Twee 4 mei toespraken om nog even bij stil te staan

“Het is waar we elkaar ieder jaar over vertellen: dat het bestond. En ik merk met de jaren, dat het eigenlijk alleen maar wezenlijker voor mij wordt. Nu mijn vader en moeder er niet meer zijn, wie houdt het nog in ere?”.

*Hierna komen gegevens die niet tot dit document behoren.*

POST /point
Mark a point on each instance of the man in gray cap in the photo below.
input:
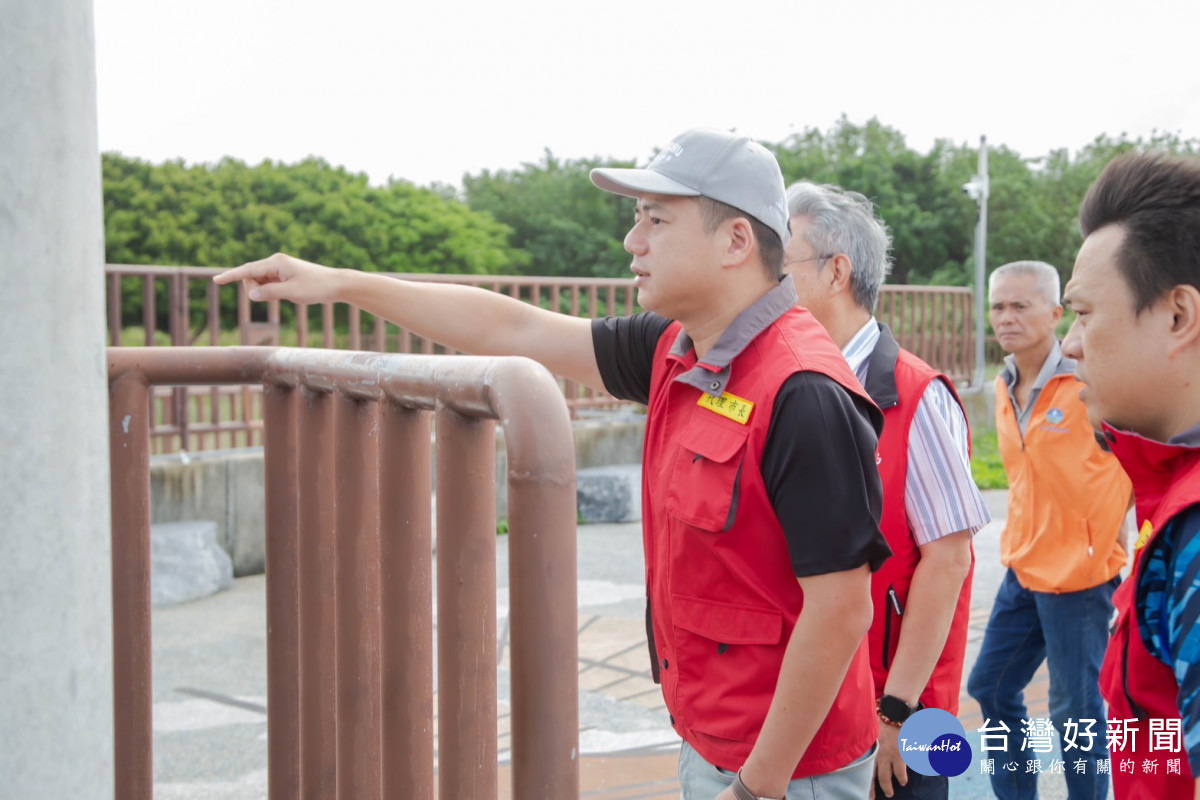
(761, 495)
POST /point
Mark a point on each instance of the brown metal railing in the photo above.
(348, 570)
(936, 323)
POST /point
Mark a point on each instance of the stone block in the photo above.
(186, 561)
(610, 493)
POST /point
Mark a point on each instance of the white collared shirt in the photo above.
(940, 494)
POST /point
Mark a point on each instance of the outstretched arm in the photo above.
(465, 318)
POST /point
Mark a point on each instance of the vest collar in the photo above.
(881, 376)
(712, 374)
(1153, 467)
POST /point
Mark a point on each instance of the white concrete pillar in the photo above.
(55, 585)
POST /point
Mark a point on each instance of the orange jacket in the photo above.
(1067, 497)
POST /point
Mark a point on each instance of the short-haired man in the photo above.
(761, 497)
(1062, 542)
(1135, 292)
(931, 506)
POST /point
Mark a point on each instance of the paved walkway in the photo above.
(209, 683)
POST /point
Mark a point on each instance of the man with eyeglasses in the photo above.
(838, 259)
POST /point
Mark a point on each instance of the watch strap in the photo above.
(895, 711)
(741, 792)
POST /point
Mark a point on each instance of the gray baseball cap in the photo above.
(717, 164)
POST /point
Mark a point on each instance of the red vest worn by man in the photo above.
(723, 595)
(897, 379)
(1133, 681)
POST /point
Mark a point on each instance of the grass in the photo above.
(985, 464)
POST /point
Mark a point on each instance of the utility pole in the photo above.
(977, 190)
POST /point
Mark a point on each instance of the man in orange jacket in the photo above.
(1061, 543)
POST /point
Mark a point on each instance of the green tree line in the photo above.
(546, 217)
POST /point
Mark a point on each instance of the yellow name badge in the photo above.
(727, 404)
(1144, 535)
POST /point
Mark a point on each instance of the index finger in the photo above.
(251, 270)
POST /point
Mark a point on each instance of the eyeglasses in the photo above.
(810, 258)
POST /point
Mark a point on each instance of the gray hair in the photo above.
(1045, 274)
(841, 221)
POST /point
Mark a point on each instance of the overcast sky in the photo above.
(427, 91)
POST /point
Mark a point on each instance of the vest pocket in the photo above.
(723, 651)
(703, 487)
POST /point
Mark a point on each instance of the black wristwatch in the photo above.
(894, 710)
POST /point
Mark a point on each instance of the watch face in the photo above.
(894, 709)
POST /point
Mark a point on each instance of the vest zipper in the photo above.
(898, 609)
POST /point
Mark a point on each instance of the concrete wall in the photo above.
(55, 571)
(227, 486)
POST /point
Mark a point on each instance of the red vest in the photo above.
(1135, 684)
(891, 583)
(723, 594)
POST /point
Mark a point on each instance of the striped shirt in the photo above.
(940, 495)
(1168, 602)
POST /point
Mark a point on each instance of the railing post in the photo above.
(129, 432)
(406, 602)
(282, 591)
(543, 629)
(317, 549)
(467, 650)
(357, 630)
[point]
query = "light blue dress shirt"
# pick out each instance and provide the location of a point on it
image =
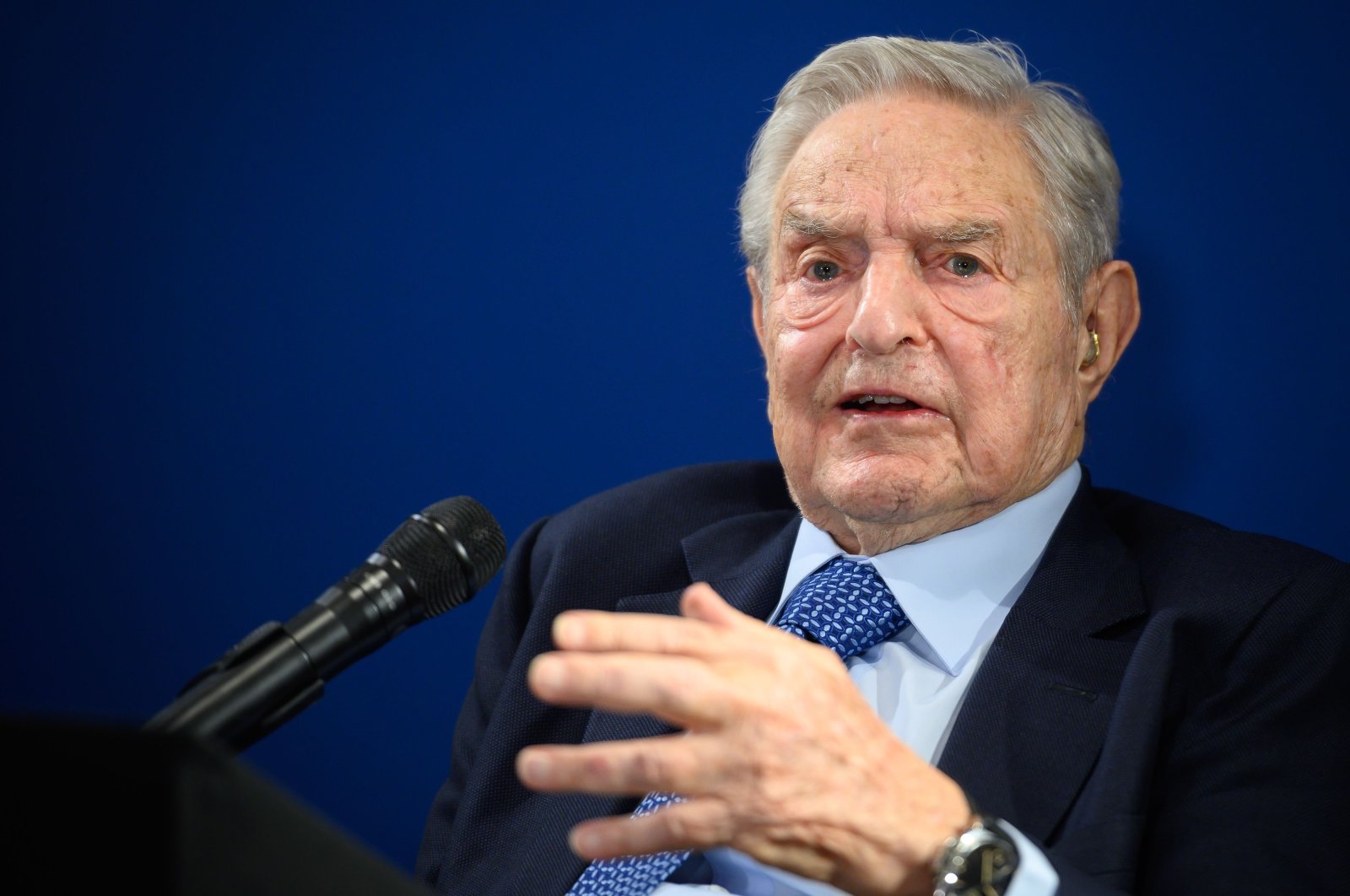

Een passage uit de 4 mei toespraak van Hans Goedkoop, dit jaar. Zijn vraag is elementair; er zijn steeds minder mensen die met eigen ervaringen de herinnering aan de Tweede Wereldoorlog levend kunnen houden. En wellicht daarom, zien we dat begrippen uit de oorlog steeds vaker brutaal worden gekaapt. Poetin die zijn oorlog vergoelijkt met de noodzaak Oekraïne te “denazificeren”. Willem Engel die de vergelijking trekt tussen de mondkapjesplicht en de Jodenster. Baudet die schrijft dat de ongevaccineerden “de nieuwe joden”, en “wegkijkende uitsluiters de nieuwe nazi’s en NSB-ers” zijn.

Niet alleen schadelijke retoriek omdat die mensen kwetst, maar ook omdat die de betekenis van deze holocaustbegrippen doet verwateren en het zicht op wat er toen is gebeurd vertroebelt. Het kan de waakzaamheid doen slinken.

Hoe houden we het in ere?

Dus rijst naast “wie houdt het nog in ere?”, de vraag hoe houden we het in ere? Opdat wij niet vergeten, wat er daadwerkelijk is gebeurd.

Twee 4 mei toespraken gaven op deze beide vragen dit jaar een ijzersterk antwoord.

Hans Goedkoop’s fenomenale ‘Wat niet mag’

En ‘Badmeester Henk’ van Tieme de Laat

Beide behandelen hetzelfde thema: trouw blijven aan je eigen moreelkompas, ook als de omstandigheden reden geven om afwijken te vergoelijken. En ook hun hoe vertoont gelijkenissen. Ik noem drie technieken die ze beiden met verve toepassen.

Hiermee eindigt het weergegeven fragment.